7e édition de la journée « Femmes et recherche pour le développement » : Des chercheures présentent leurs travaux

Les participants à la 7e édition se sont réjouis pour la tenue de la Journée « Femmes et recherches pour le développement »

L’institut de Recherche pour le développement (IRD) a organisé le mardi 29 mars 2022 à Ouagadougou, la 7e édition de la journée « Femmes et recherche pour le développement ». Cette journée a été consacrée à la présentation des travaux de recherche des femmes scientifiques.

Pour la 7e édition de la journée « Femmes et recherches pour le Développement, qui s’est tenue le mardi 29 mars 2022, elles étaient au total quinze femmes à présenter leurs travaux de recherche scientifiques dans les disciplines de sciences physico-chimies, biologiques, sciences humaines et sociales. Le représentant de l’Institut de Recherche pour le Développement (IRD), Fabrice Courtin a souligné : « Cette fois ci nous avons voulu classer les groupes par discipline pour mettre en avant l’apport de certaines disciplines à la résolution des problèmes de société. Ces groupes sont les sciences physico-chimiques, les sciences biologiques et les sciences humaines et sociales ».

Il a précisé que cette septième édition de la journée « Femmes et recherche pour le développement », vise à promouvoir l’apport des femmes scientifiques dans le développement durable. Elle pour objectif aussi de rendre compte du dynamisme ces femmes qui entreprennent des recherches dans tous les domaines des sciences.
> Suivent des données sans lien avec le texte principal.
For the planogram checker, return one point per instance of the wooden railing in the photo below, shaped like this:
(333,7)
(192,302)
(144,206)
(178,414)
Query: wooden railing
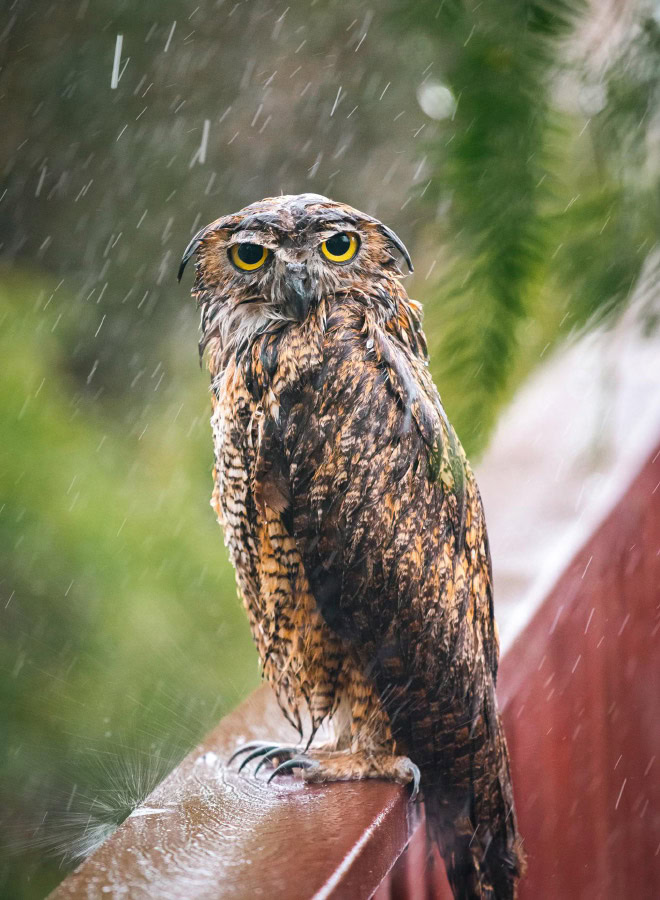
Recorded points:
(580,692)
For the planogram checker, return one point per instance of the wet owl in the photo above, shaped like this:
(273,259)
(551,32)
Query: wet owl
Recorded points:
(354,521)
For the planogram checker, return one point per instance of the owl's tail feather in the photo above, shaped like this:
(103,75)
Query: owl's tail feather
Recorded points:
(471,816)
(478,867)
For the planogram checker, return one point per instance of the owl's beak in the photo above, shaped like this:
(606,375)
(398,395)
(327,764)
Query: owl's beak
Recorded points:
(298,290)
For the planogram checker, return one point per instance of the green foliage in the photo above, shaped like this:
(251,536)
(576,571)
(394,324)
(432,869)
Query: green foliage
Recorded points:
(531,214)
(121,624)
(530,204)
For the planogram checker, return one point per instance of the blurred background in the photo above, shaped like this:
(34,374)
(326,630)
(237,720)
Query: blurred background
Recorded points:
(515,147)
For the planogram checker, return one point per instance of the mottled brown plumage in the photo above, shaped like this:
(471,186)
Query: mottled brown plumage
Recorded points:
(354,521)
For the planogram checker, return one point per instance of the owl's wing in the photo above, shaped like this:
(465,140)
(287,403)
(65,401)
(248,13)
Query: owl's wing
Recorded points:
(389,525)
(390,529)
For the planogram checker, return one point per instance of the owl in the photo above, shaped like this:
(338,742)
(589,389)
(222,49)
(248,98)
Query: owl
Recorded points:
(354,522)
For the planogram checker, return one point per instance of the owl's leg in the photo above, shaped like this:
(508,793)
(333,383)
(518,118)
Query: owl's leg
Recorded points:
(319,764)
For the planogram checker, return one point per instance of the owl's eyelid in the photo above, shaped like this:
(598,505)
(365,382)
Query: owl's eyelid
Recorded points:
(327,233)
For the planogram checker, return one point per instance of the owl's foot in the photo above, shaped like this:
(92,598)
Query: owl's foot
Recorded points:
(345,765)
(270,751)
(318,764)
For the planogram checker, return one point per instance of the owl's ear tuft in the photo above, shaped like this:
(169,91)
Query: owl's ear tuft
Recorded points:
(191,249)
(396,242)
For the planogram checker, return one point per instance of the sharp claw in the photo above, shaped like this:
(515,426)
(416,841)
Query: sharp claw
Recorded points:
(253,755)
(295,763)
(270,754)
(416,778)
(249,746)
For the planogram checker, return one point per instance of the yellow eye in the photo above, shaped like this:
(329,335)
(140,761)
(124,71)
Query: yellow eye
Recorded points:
(248,256)
(340,247)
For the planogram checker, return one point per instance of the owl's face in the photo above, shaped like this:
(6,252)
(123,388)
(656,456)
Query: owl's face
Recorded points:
(275,259)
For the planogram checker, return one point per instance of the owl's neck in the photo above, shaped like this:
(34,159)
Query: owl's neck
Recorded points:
(259,337)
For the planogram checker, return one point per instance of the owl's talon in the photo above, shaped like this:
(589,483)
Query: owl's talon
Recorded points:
(258,752)
(273,754)
(298,762)
(250,745)
(416,778)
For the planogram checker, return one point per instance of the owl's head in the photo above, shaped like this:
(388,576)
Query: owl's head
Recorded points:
(275,259)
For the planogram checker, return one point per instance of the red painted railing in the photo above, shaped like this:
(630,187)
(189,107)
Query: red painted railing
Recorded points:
(580,692)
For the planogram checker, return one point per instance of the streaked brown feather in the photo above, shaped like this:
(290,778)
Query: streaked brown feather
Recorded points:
(357,532)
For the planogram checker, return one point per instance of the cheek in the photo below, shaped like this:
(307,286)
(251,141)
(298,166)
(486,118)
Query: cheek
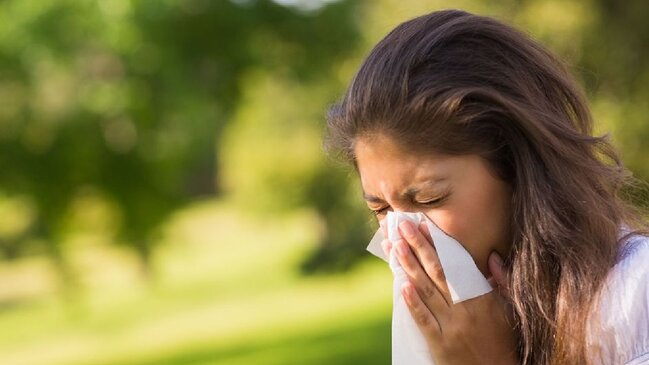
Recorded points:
(478,224)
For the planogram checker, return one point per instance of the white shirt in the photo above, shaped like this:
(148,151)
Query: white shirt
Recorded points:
(621,328)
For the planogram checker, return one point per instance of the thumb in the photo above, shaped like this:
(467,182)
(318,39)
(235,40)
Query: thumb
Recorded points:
(499,277)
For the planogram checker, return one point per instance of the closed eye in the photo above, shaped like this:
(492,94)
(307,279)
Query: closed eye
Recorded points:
(433,201)
(380,211)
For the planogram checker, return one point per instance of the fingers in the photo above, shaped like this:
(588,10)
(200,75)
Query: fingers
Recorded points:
(386,245)
(429,293)
(426,254)
(425,319)
(499,277)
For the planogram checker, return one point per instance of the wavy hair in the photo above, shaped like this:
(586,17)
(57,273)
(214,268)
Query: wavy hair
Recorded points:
(456,83)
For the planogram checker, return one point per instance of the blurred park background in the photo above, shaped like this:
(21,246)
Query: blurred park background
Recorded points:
(164,196)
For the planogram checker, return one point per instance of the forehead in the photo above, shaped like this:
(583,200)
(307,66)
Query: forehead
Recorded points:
(384,164)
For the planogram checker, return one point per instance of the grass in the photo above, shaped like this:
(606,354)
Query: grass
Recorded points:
(226,291)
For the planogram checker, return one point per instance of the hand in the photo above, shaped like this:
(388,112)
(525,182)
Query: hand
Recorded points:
(475,331)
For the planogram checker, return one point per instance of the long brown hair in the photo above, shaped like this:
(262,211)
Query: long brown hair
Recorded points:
(457,83)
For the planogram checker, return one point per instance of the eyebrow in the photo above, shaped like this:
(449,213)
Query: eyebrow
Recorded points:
(407,195)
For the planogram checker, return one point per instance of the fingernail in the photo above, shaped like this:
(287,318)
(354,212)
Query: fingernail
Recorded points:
(401,251)
(407,229)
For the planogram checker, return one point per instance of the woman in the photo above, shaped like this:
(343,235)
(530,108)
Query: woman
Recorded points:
(470,122)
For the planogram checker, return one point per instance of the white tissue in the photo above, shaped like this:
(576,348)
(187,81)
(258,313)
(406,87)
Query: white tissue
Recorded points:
(463,279)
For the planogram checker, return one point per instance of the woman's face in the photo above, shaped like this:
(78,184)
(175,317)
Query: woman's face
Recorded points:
(459,193)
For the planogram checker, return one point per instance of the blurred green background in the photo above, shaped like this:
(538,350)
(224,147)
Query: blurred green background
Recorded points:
(164,197)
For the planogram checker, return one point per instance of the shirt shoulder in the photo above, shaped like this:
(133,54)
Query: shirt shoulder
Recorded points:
(621,327)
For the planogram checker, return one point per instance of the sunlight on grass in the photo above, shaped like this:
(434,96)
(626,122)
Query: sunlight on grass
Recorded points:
(226,291)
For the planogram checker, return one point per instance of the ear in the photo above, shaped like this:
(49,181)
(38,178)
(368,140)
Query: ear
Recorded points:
(499,276)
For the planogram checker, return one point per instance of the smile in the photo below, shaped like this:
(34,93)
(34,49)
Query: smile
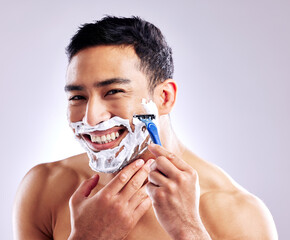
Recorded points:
(105,138)
(102,140)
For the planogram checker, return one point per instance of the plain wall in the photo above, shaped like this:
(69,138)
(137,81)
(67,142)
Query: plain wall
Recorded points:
(232,66)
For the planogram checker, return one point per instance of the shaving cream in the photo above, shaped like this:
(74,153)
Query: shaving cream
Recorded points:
(131,146)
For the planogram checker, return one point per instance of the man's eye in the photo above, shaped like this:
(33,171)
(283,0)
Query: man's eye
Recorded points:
(114,91)
(75,98)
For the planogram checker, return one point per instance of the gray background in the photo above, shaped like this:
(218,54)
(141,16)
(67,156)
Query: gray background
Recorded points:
(232,61)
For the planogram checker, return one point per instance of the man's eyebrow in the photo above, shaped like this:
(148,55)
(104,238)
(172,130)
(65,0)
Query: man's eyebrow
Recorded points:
(112,81)
(72,87)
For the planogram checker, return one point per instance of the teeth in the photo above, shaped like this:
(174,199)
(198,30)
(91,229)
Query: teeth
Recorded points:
(113,136)
(105,138)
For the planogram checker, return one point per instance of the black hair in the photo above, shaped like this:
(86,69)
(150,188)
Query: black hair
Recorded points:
(147,40)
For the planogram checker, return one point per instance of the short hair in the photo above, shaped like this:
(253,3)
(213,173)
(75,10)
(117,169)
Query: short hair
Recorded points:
(147,40)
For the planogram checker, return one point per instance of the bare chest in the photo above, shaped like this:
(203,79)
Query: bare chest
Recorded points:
(147,228)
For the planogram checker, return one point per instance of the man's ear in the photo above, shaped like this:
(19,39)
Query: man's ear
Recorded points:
(165,96)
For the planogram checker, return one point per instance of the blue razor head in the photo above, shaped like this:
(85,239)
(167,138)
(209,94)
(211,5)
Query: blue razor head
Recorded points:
(151,127)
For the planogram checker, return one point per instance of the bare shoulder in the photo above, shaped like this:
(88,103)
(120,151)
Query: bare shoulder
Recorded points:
(236,214)
(43,189)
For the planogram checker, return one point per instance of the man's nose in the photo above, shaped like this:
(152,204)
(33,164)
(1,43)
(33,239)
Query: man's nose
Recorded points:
(96,112)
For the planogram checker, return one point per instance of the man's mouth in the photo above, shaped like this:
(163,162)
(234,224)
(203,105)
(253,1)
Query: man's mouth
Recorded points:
(101,140)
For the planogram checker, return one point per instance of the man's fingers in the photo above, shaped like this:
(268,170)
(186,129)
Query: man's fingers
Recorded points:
(136,181)
(142,208)
(138,197)
(158,151)
(121,179)
(157,178)
(85,188)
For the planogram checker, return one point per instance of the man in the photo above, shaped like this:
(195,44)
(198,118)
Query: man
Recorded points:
(117,68)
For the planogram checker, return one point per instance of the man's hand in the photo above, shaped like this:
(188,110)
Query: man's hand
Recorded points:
(114,211)
(174,190)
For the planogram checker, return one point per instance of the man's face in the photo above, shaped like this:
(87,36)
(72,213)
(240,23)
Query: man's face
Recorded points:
(103,82)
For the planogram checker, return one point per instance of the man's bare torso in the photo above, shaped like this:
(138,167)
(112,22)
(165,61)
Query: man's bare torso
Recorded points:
(54,183)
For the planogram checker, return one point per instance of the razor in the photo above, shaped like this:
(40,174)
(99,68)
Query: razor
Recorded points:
(147,119)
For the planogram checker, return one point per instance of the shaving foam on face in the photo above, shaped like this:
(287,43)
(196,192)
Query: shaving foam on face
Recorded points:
(131,146)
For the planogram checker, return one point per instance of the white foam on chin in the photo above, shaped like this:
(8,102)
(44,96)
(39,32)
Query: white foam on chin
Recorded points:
(131,146)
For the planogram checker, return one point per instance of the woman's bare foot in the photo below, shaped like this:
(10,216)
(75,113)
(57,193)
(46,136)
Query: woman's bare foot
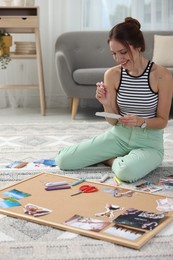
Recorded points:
(109,162)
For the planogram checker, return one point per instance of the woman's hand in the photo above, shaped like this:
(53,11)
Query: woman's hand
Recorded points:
(101,93)
(131,120)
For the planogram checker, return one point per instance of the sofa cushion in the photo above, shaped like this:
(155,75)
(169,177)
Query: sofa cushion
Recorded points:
(163,51)
(89,76)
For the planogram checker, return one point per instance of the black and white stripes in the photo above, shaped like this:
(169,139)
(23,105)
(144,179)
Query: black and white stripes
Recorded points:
(135,96)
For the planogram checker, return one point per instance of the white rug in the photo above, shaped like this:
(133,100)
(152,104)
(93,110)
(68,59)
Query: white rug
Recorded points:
(25,240)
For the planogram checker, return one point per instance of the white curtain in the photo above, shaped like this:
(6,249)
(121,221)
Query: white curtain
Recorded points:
(59,16)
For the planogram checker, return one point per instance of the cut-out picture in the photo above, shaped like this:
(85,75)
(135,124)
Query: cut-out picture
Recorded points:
(35,210)
(87,223)
(140,219)
(148,187)
(16,194)
(124,232)
(8,203)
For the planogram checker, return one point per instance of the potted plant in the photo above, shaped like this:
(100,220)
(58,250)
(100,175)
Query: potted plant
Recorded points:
(5,44)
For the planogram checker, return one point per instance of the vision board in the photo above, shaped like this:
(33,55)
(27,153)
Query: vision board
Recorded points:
(113,214)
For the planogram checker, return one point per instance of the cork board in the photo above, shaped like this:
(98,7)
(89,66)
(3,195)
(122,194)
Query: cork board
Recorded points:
(64,207)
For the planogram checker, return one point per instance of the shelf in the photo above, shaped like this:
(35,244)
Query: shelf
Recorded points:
(14,55)
(18,86)
(25,20)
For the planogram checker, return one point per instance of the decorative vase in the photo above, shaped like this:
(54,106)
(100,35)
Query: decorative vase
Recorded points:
(6,44)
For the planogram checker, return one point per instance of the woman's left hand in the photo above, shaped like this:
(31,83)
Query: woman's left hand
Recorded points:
(131,120)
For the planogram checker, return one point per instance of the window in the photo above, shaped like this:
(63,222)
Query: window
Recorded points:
(104,14)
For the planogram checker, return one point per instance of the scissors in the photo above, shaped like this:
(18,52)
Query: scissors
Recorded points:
(85,189)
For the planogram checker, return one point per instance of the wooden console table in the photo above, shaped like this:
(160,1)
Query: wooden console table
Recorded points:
(24,20)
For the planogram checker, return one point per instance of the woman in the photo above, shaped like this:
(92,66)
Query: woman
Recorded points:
(141,92)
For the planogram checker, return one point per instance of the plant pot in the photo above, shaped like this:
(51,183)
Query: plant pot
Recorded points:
(5,45)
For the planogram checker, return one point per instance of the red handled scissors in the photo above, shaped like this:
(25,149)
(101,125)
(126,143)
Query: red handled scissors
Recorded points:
(85,189)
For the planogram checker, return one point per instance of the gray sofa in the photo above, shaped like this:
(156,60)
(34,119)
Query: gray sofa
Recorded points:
(81,58)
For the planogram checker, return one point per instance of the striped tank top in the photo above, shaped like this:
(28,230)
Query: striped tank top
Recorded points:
(135,95)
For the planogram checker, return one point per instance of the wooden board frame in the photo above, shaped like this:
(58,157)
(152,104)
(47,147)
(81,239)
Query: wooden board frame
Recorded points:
(64,206)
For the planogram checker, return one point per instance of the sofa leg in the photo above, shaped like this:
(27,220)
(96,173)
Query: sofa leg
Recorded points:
(75,103)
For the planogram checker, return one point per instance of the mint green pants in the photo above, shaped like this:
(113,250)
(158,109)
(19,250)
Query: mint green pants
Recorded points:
(137,151)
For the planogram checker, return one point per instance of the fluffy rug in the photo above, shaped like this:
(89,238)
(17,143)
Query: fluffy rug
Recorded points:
(25,240)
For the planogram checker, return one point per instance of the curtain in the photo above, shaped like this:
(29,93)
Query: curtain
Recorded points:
(59,16)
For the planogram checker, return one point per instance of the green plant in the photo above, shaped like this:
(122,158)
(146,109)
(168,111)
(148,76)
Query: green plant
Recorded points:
(5,44)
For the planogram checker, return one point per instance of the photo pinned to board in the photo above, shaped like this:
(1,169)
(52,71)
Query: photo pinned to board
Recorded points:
(123,232)
(110,210)
(165,204)
(35,210)
(9,203)
(16,194)
(140,219)
(90,224)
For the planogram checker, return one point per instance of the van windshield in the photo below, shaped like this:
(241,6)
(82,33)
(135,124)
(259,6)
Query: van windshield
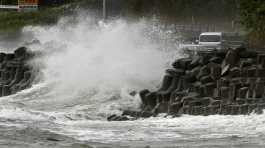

Pour le représentant de l’Institut de Recherche pour le Développement (IRD), Fabrice Courtin, cette journée a pour objectif de rendre compte du dynamisme des femmes qui entreprennent des recherches dans tous les domaines des sciences.

Fabrice Courtin a affirmé que le but final est de pouvoir contribuer à l’atteinte des 17 Objectifs du Développement Durable à l’horizon 2030 tel que mentionné dans l’agenda des Nations Unies.

Il a affirmé que cette initiative de l’IRD est partie du constat que malgré le rôle primordial de la femme dans le développement des pays, elles sont encore largement sous représentées dans le monde de la recherche.

Cette édition a été l’occasion pour des doctorantes issues des universités et centres de recherches burkinabé de présenter les résultats de leurs recherches scientifiques.

Une des doctorantes, Sata Diawara a présenté les recherches qu’elle a mené sur la réponse au stress hydrique des plantules de Saba senegalensis (Liane goïne) en fonction de la provenance géographique. Dans ses travaux, cette chercheure veut évaluer le taux de survie, la croissance et la distribution de la matière sèche en réponse au stress hydrique chez S. senegalensis.

Une autre a présenté ses recherches sur la Sémiotique et conflits communautaires au Burkina Faso : le cas des populations de la région du Nord. L’objectif de sa recherche est de relever les éléments narratifs, discursifs, passionnels des acteurs des conflits communautaires dans la région du Nord. Selon la doctorante, Masseniva Traoré, les résultats de son étude prévoient une meilleure prévention et une gestion pacifique de ces conflits dans cette partie du pays.

Masseniva Traoré a confié que les résultats de son étude prévoient une meilleure prévention et une gestion pacifique de ces conflits au nord du Burkina

Une autre étude a porté sur l’évaluation du paludisme pendant la grossesse après une décennie de la mise en place d’un programme d’intermittent de traitement préventif en milieu rural : cas de la commune de Koupèla au Burkina Faso. Alimata Kabré a précisé que les résultats de cette étude devraient être utilisés pour sensibiliser les populations sur l’efficacité de la chimioprévention au cours de la grossesse.

Alimata Kabré a mené une étude sur l’évaluation du paludisme pendant la grossesse après une décennie de la mise en place d’un programme d’intermittent de traitement préventif en milieu rural.

Le représentant de l’IRD, Fabrice Courtin a en rappel, indiqué qu’au Burkina Faso l’institut mène des recherches sur 4 thématiques que sont la santé, la sécurité alimentaire, les ressources naturelles et les sociétés. Ces recherches, selon lui, sont en étroite collaboration avec les partenaires burkinabés, principalement les Universités et le CNRST, mais aussi français (Cirad, ANRS) et internationaux. « L’IRD défend le modèle d’une science de la durabilité, c’est-à-dire une science des solutions durables, rendu possible grâce à une recherche pluridisciplinaire, équitable, multi-acteurs, co-construite, ouverte à la société et à fort impact sociétal et environnemental », a-t-il précisé.

La journée s’est terminée par une table ronde sur le parcours de femmes engagées dans la carrière scientifique, les difficultés rencontrées et les solutions trouvées pour les surmonter. Elles ont encouragé à plus de détermination, de courage, de persévérance et surtout à rester digne.